Nous arrivons à Sedan et j’apprends qu’un train militaire part pour Reims à 4 heures. Cela fait juste deux heures.

Pas de voitures, pas de tramways. Nous partons à pied. Un jeune homme passe à bicyclette, je lui emprunte sa machine pour gagner du temps et je file en avant. Place d’Alsace je rencontre Canderlier avec sa voiture: c’est la Providence qui l’envoie et je lui dis d’aller prendre Marthe qui vient par l’avenue.

Je descends au bureau pour prendre mes papiers militaires et je remonte pour m’habiller et préparer mes deux cantines. Heureusement que je n’ai pas à chercher et que tout était prêt d’avance. Canderlier descend mes bagages, et en route pour la gare. Marthe m’accompagne sur le quai et nous nous séparons bien courageusement et avec confiance. Je revois toujours, pendant que le train s’éloigne, son bras levé comme pour m’accompagner de sa bénédiction; tout son cœur est dans ce geste.

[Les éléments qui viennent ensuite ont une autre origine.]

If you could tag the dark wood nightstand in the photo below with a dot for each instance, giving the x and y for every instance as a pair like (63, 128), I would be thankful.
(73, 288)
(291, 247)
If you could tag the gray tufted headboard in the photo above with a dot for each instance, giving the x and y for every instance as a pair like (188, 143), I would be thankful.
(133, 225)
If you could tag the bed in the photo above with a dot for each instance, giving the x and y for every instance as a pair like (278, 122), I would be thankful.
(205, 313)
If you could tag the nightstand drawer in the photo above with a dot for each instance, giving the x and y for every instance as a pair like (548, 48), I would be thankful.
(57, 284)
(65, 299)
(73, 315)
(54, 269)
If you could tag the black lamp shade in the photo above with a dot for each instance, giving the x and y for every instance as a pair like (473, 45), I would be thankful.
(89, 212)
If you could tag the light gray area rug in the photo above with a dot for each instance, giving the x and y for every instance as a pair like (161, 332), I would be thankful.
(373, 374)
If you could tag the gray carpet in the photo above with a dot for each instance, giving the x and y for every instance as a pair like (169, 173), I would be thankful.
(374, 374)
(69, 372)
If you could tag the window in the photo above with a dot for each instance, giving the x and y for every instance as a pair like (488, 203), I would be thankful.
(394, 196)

Le train va bien lentement. Aux stations, aux barrières, les habitants qui restent regardent passer les trains et agitent leurs mouchoirs et l’on se sent ému de tous ces vœux qui vous attendent et vous accompagnent.

Enfin j’arrive à Reims, quel soulagement! Il est tard, peut-être 11 heures. J’attends mes cantines et je puis trouver deux hommes qui les portent sur leurs épaules jusqu’à la maison. Mes parents sont bien heureux de mon arrivée: leur crainte était que je ne puisse rejoindre mon poste.

4 août 1914

Le lendemain à 5 heures et demie, j’étais à la Caserne Colbert et j’allai aussitôt me présenter au Lieutenant-colonel que je trouvai encore couché.

Toute la journée a été occupée par les derniers préparatifs du Bataillon, commencés par les Capitaines depuis le dimanche. Toucher mon cheval, mon harnachement, l’argent pour les premières dépenses, me montrer partout dans chaque compagnie et activer tout le monde, car mon Bataillon part dans la nuit pour Verdun et il y a beaucoup à faire pour que tout soit prêt.

Je vais dîner le soir avec le Lieutenant-colonel à l’hôtel du Commerce et je reviens rue Colbert jusqu’à 10 heures. Je quitte alors mes parents pour me rendre de nouveau à Clairmarais auprès de mes compagnies, qui terminent l’habillement et l’armement des hommes.